Different, but error still. Should I still be doing the stat to collect data before the backup command?
` In Debug Mode
Input : brightHorizons login required...
Email : [redacted]
Password :
DEBU[0008] Validate...
Cmd Error : [Error] bright horizons token validation failed POST: /api/v2/jwt/validate => {"detail":"Not Found"}`
almost there.... the url was typed in wrong 😭 branch updated
Thats odd. got an error again, so went to run clear login options again, and then stat again and boom, lots happening now on the console. but it didn't ask me to login again after I ran the clear login flag
are you running the clear commands with the -p brightHorizons
flag?
Wow. that was WAY WAY faster than the old javascript code I used to run back in 2021/2020. It just pulled down 5 years of one kid and 6.5 years of another in like 15 mins. It also pulled in the mp4 videos the teachers occasionally take.

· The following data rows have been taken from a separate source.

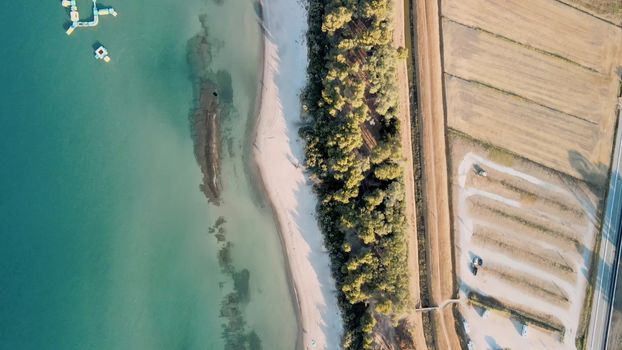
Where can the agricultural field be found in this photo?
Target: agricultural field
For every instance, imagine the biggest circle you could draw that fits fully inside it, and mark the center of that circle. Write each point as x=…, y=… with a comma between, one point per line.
x=530, y=91
x=609, y=10
x=535, y=230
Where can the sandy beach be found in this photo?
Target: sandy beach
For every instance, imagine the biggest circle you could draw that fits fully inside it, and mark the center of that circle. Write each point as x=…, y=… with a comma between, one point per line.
x=278, y=152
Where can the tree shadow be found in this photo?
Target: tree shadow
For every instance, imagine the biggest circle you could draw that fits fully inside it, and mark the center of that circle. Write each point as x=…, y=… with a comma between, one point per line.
x=492, y=343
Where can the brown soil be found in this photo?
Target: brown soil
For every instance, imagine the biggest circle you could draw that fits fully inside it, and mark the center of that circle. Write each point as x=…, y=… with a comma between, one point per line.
x=587, y=41
x=440, y=272
x=415, y=320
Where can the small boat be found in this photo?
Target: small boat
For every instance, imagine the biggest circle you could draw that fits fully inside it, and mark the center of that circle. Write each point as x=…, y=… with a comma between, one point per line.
x=101, y=53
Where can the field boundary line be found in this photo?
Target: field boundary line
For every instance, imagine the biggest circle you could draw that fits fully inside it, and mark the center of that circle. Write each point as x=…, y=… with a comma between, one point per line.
x=588, y=13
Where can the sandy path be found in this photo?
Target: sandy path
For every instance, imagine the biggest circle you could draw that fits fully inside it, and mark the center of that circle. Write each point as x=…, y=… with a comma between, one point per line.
x=399, y=40
x=279, y=154
x=430, y=89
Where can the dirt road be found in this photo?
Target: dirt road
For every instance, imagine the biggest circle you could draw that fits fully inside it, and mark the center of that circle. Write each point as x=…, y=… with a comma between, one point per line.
x=437, y=216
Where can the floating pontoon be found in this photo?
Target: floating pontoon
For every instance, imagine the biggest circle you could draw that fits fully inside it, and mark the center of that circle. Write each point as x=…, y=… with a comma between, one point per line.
x=75, y=15
x=102, y=54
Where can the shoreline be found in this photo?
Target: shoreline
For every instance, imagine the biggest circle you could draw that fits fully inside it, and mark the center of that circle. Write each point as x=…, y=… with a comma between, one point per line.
x=279, y=152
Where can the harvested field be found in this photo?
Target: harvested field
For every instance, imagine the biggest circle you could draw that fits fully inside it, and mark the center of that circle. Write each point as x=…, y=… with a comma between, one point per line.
x=545, y=259
x=530, y=89
x=474, y=108
x=588, y=41
x=535, y=230
x=477, y=56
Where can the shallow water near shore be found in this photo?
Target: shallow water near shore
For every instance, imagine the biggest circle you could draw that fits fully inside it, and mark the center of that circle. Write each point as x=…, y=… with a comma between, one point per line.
x=106, y=236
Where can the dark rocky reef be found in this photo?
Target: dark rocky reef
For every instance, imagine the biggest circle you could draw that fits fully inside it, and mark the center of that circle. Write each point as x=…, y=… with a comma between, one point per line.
x=205, y=115
x=207, y=140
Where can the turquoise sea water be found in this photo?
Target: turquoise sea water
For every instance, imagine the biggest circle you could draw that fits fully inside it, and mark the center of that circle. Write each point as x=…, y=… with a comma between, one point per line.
x=105, y=240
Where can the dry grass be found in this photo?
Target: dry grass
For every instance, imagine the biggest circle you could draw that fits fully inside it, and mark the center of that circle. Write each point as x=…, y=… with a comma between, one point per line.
x=539, y=24
x=477, y=56
x=542, y=229
x=545, y=322
x=543, y=290
x=539, y=134
x=610, y=10
x=522, y=251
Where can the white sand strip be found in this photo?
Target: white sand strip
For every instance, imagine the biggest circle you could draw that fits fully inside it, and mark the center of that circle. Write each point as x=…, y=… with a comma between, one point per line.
x=279, y=155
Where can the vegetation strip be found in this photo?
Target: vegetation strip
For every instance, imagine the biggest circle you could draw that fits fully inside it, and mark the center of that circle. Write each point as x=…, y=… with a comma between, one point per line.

This is such a gift, thanks so much!
glad to help, enjoy!
I'm going to close this issue and release the changes as version 2.0.0
Any idea how difficult it might be to adapt this workflow for BrightHorizons? They use the tadpole software behind the scenes, and prior to this spring, there were some scripts on GitHub that would work, but they no longer do. I'm hoping there might only be some minor tweaks to this to allow it to login to the my bright day portal and bulk download all the images?
Happy to chat and share a login briefly if it helped assess if this was a small change or not.